エクスプロージョン 704SSとはどんなロッドなのか
外房のヒラマサキャスティングを調べていると、必ずといっていいほど名前が挙がるのがエクスプロージョン 704SSです。7フィートという短めのレングス、取り回しの良さを前提にした設計、そして“胴の間からでもしっかり投げやすい”という実釣目線の評価。このあたりが重なって、いまでも気になって検索する人が多い一本です。
数字だけを見ると、最近のオフショアキャスティングロッドの中では少し特殊に見えるかもしれません。遠投性能を最優先した長めのロッドと比べると、エクスプロージョン 704SSは明らかに方向性が違います。ですが、外房の釣りはスペック表だけでは測れません。潮の向き、船の流し方、立ち位置、同船者との距離感、そして一瞬で投げ込まないといけないタイミング。そうした現場の条件を踏まえると、この短さがむしろ武器になる場面がかなりあります。

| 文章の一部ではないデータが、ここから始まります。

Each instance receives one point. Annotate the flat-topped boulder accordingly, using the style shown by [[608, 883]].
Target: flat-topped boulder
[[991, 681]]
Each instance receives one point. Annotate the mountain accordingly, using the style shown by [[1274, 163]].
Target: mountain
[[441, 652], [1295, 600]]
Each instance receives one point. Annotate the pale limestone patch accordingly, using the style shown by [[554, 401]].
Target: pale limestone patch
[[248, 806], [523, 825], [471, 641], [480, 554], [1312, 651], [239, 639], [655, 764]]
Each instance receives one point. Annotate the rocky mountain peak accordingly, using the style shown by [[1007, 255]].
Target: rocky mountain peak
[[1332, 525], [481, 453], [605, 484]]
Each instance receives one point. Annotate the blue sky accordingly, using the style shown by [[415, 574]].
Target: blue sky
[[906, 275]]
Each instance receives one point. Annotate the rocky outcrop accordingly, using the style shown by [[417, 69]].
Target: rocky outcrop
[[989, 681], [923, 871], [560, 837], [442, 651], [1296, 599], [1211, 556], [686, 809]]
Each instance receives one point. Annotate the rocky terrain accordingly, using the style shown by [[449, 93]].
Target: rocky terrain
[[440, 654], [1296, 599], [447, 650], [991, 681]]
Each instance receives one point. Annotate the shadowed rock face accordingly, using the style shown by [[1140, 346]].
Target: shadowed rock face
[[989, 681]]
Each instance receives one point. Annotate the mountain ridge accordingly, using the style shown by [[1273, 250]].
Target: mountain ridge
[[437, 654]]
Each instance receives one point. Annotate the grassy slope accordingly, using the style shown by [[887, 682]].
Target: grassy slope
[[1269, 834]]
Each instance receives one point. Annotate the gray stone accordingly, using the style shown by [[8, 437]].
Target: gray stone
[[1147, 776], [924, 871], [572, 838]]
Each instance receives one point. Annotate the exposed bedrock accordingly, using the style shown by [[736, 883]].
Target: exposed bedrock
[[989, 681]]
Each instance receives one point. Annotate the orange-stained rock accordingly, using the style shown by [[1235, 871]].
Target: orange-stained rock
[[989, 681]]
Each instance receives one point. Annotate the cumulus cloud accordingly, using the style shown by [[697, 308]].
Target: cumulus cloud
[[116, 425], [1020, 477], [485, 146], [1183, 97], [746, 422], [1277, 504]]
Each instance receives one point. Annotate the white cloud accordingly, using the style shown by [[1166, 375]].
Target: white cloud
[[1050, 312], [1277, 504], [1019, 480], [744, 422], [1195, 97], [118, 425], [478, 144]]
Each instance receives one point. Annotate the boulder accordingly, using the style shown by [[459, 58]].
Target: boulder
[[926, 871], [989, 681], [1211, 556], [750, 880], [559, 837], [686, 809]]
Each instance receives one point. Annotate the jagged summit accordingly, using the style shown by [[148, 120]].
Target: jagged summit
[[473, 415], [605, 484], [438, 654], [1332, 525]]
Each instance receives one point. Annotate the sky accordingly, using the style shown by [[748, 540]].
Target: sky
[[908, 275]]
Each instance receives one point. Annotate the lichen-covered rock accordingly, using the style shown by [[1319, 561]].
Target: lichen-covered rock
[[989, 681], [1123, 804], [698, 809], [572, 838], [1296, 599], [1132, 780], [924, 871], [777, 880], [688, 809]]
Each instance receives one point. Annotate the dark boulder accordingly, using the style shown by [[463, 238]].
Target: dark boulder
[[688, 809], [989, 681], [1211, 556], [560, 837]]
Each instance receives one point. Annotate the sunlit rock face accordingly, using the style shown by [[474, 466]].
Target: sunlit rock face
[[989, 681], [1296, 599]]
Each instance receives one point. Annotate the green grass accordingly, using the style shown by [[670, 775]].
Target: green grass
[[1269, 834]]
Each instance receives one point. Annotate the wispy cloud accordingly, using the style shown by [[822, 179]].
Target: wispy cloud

実際、このロッドについて調べる人の多くは「本当に使いやすいのか」「短くて不利じゃないのか」「今でも買う価値はあるのか」という、かなり実戦寄りの答えを求めています。つまり知りたいのはカタログスペックではなく、船の上でどう感じるかです。そこに絞って見ていくと、エクスプロージョン 704SSの魅力はかなりはっきりしてきます。
外房で評価される最大の理由は“短さ”がそのままメリットになること
エクスプロージョン 704SSの大きな特徴は、やはり7フィートという長さです。最初は「短すぎるのでは」と感じる人も多いのですが、外房の乗合船をイメージすると、この長さの意味が分かりやすくなります。
外房のヒラマサキャスティングでは、いつも理想的なポジションに立てるわけではありません。ミヨシに入れる日もあれば、胴の間での釣りになる日もあります。しかも船上が混み合うことも珍しくなく、大きく振りかぶってロッドを曲げ込むようなキャストがしにくい場面も多いです。そんなとき、長いロッドだと水面や船べりとの距離感がシビアになり、思い切って振れないことがあります。
その点、エクスプロージョン 704SSは短いぶん、体の近くでロッドを操作しやすく、アンダーハンド気味でも振り抜きやすい感覚があります。船の揺れに対応しながらコンパクトに投げたいとき、この“扱いやすさ”はかなり大きいです。単純な飛距離だけで勝負するロッドではなく、「限られたスペースでもミスなく投げやすい」ことに価値があるタイプだと考えると、性格がよく分かります。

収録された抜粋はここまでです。